The second was the power of stepwise regression as the primary tool for predictive modeling. Just get your data set, identify the independent and dependent variables, and let SR loose. Test the regression coefficients on the same data used to train and don't worry about overfitting. Statistical significance is your friend.
Finally, probability and statistics were much more mathematical than empirical disciplines. One made assumptions about the behavior of her models, then derived the appropriate results mathematically. Theory trumped applied; real stats guys wrote proofs. Computers, mostly mainframe, simply handled the computations carefully articulated by the math. If the assumptions for the models weren't correct, well …
The commonality behind these observations? If all you have is a hammer, everything looks like a nail. As it turns out, though, the above dictums were often limiting or even incorrect. As many investment management firms can attest, assuming normally distributed portfolio returns is a big – and costly – mistake. “Black Swans” and other extreme performance is much more common than would be predicted by a Gaussian distribution.
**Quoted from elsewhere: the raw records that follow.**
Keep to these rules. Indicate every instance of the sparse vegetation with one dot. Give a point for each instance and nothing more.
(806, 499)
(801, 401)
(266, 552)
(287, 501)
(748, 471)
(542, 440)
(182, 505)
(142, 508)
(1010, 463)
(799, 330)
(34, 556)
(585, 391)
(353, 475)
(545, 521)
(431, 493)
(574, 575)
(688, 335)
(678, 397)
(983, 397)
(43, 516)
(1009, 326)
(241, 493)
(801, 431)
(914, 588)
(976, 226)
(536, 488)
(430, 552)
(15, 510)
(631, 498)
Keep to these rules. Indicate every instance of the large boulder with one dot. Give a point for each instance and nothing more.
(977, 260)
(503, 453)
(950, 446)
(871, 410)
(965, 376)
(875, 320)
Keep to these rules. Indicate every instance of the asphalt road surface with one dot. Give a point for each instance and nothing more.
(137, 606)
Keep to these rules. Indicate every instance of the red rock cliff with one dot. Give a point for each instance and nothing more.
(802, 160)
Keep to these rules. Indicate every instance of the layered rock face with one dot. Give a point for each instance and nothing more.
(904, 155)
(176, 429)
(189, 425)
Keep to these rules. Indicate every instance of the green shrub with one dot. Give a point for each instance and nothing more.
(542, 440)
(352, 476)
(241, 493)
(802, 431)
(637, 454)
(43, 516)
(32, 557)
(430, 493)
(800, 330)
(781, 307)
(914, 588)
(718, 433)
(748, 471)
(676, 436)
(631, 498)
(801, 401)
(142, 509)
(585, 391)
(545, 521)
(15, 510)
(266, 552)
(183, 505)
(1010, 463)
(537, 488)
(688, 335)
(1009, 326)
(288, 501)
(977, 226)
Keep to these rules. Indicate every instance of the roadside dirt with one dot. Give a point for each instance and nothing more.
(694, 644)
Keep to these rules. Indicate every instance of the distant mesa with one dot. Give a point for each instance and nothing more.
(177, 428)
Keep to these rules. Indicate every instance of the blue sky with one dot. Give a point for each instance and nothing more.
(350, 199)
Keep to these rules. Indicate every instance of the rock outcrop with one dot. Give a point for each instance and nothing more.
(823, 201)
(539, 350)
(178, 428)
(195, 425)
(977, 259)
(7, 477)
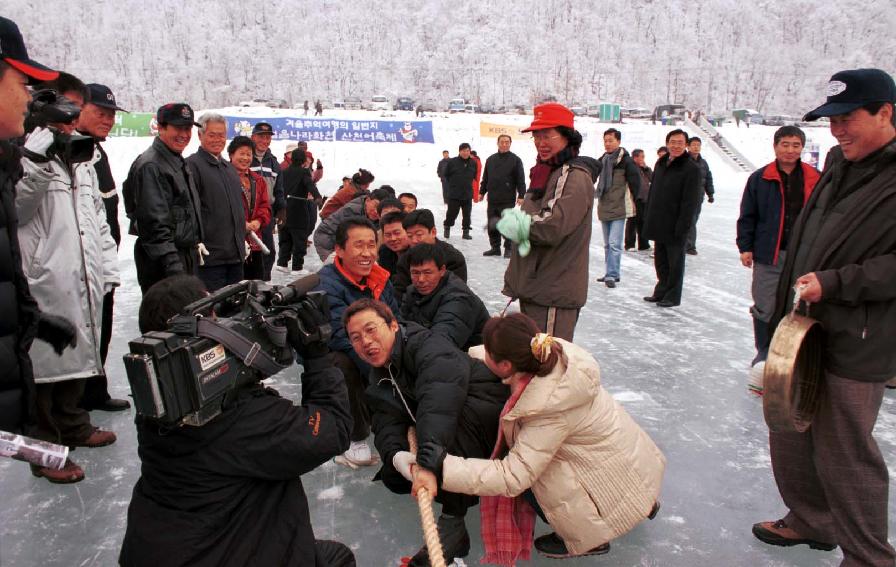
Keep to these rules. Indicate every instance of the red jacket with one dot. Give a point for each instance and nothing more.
(262, 210)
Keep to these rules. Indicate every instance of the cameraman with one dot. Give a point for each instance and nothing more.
(70, 260)
(229, 492)
(21, 319)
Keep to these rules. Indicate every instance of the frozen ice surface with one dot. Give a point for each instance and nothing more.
(682, 374)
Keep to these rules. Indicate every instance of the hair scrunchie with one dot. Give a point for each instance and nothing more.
(541, 346)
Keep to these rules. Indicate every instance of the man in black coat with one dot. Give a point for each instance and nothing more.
(420, 226)
(21, 320)
(695, 144)
(161, 201)
(441, 301)
(504, 184)
(221, 199)
(440, 171)
(460, 172)
(229, 493)
(420, 379)
(674, 195)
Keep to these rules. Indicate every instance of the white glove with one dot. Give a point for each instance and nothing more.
(402, 462)
(39, 141)
(203, 251)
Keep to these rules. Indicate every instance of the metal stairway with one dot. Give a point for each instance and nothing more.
(726, 149)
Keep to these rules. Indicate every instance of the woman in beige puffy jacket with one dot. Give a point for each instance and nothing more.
(571, 451)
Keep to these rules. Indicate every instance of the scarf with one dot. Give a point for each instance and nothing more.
(538, 175)
(606, 172)
(507, 523)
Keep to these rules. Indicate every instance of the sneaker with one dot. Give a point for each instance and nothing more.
(455, 541)
(69, 474)
(551, 545)
(358, 455)
(98, 438)
(779, 533)
(756, 374)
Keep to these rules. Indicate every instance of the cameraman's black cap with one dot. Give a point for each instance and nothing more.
(13, 52)
(852, 89)
(262, 128)
(101, 95)
(176, 114)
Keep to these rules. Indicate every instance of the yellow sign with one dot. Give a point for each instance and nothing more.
(490, 130)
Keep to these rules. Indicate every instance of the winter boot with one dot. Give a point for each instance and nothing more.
(763, 340)
(455, 541)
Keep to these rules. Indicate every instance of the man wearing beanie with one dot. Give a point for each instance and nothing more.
(842, 260)
(359, 186)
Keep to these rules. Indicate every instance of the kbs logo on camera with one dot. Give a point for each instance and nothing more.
(211, 357)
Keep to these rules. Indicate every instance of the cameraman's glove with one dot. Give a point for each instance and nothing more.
(431, 456)
(302, 332)
(402, 462)
(38, 142)
(58, 331)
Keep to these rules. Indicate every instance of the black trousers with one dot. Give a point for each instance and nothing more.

The tails of real world returns are a good deal “fatter” than those from a normal distribution.
The state of the art stepwise regression I learned from the guy who wrote the book is now almost completely discredited. Today's techniques are much more guarded, relying on algorithms that “shrink” significant coefficients towards zero, and on a less credulous train/tune/test division of data for model validation.
Perhaps the biggest changes in statistics over the last 30 years, though, have come from the ascent of computing and the emergence of computational statistics as a serious branch of inquiry. The work of distinguished Stanford statistician and bootstrap originator Brad Efron has helped drive the evolution of statistics from primarily a mathematical discipline to one with a central focus on computation.
In an interview two years ago, Efron opined: “Computation is now the third leg of a statistical triangle that also includes applications and mathematics … At this time, the bootstrap is a standard tool in the statistician’s arsenal, opening up predictions, standard errors, confidence intervals, etc. to ready computation – allowing practitioners to bypass the often-arduous mathematics. It provides for immediate statistical gratification and for quick communication. The computer does the theory; the statistician needn’t worry about the math.” Much more computer savvy than mathematically sophisticated, I'm a poster child for the use of simulation and Monte Carlo techniques such as the bootstrap, permutation tests and cross-validation, to solve applied problems in both probability and statistics.
In Part 9 of “The Flaw of Averages,” author Sam Savage presents the probability management approach to risk modeling, replacing “Steam Era” statistics with “recent advances in both computation and data storage ... to the point that probability distributions … may now be manipulated like everyday numbers.” (Read part 1 of my Flaw of Averages column here.)
Common starting points for both probability management and computational statistics are statistical graphics packages available today that would make “Exploratory Data Analysis” author John Tukey proud. I would counter Savage's illustration of good graphics from SAS JMP software with the lattice package of the R project and the live visualizations from Spotfire. I'd also supplement study of guru Edward Tufte with the more practical approaches of William Cleveland.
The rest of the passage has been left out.